ゲキトツとジェットのコラボスバグスターにはそれぞれガットンとバーニアの面影があるのに、どうしてドレミファのコラボスにはポッピーの面影がないんだろう
同じキャラのバグスターが同時に存在できないから別のキャラが現れたと考えたら社長がどれだけバグスターウィルスをばらまいても次の感染者が出なかったことと上手く噛み合わないし……
「皆、本当にごめんなさい……」
ポッピーは、深々と頭を下げていた。それを見つめる黎斗神と貴利矢とパラドの顔は複雑そうだった。
CRは、もう使い物にならない。荷物はもう纏めてある。仕方のないことだった。
「……過ぎたものは仕方がない」
「で、これからここはどうなるんだ、神?」
「……攻略されるだろうな。
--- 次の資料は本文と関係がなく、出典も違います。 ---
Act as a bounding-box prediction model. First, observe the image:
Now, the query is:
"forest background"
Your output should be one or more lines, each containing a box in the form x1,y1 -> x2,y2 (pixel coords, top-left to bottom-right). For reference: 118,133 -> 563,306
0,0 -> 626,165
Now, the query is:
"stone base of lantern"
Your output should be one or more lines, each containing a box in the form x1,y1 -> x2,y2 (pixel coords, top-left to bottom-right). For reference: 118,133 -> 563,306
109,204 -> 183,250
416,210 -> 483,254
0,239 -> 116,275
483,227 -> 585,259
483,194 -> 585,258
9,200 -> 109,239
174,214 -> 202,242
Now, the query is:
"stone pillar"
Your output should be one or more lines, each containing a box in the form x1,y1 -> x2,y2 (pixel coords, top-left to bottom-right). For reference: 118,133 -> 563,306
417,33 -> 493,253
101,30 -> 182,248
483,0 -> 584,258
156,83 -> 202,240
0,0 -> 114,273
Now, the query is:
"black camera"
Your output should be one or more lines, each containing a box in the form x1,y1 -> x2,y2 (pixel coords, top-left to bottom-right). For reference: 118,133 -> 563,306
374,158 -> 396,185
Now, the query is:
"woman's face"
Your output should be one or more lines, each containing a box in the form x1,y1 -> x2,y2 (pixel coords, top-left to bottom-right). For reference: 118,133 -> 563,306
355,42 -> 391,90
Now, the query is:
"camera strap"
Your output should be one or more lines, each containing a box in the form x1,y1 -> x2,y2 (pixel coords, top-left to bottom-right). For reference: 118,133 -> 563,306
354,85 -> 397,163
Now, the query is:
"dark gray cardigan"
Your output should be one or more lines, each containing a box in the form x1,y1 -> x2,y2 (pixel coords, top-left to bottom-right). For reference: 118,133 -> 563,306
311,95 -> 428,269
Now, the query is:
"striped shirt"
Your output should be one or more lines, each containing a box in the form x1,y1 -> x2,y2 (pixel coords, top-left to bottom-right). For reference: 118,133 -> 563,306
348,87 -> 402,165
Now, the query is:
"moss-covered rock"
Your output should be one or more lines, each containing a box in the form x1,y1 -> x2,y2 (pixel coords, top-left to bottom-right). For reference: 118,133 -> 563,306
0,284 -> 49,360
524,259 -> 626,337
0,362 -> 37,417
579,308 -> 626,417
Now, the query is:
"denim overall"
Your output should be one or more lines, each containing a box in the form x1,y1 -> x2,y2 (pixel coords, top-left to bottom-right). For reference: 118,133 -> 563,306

こちらは抵抗は不可能だ」
黎斗神はそう首を振った。パソコンのデータや、パソコンと繋げていたセンサーなどの周辺機器自体は無事だったが、もう暫くは爆走バイクに手はつけられないし、真黎斗への対抗も不可能だった。
「BBのパソコンを使えば──」
「不可能だ。先程軽く彼女のパソコンで確認したが、既にアクセスは不可能になっていた」
「ちっ……後どれだけで支配される」
「もって二時間だろう。花家医院が何もされていない以上患者に危害は加えないだろうが、少なくとも
非常電源の件もあるから断言は出来ないが、とも黎斗神は付け足した。
既に事情を把握した飛彩と永夢、そしてナイチンゲールはもう患者の元へと急行していた。もう、東京に安全圏はない。全てが、真黎斗のゲームエリア。
「そんな……」
ポッピーが俯く。後悔が彼女を埋め尽くした。マシュを連れてきたこと自体は間違いではなかったと思いたかったが、それも無理だった。
黎斗神はそんなポッピーを見て少しだけ目を瞑り、何かを考える素振りを見せていた。しかし、すぐに目を開き、無言で歩き始める。
「……黎斗?」
「私が何も対策をしていないと思ったか?」
───
「何で、ですか」
マシュは、信長とジークフリートから要望をはね除けられたマシュは、虚ろな目を二人に向ける。
「何でですか?」
マシュには、分からない。信長はともかく、何故ジークフリートが頷いてくれないのか分からない。彼もまた迷っていると、感じていたのに。
信長がやれやれと肩を竦め、問った。
「マシュ。お前は裏切ってどうする。何をする。何が出来る。具体的にどうしようと言うのじゃ?」
「私は……」
……答えは、出ない。
最早何時ものことだった。彼女は、何も知らなかったのだ。結局自分は何をしたいのかすら。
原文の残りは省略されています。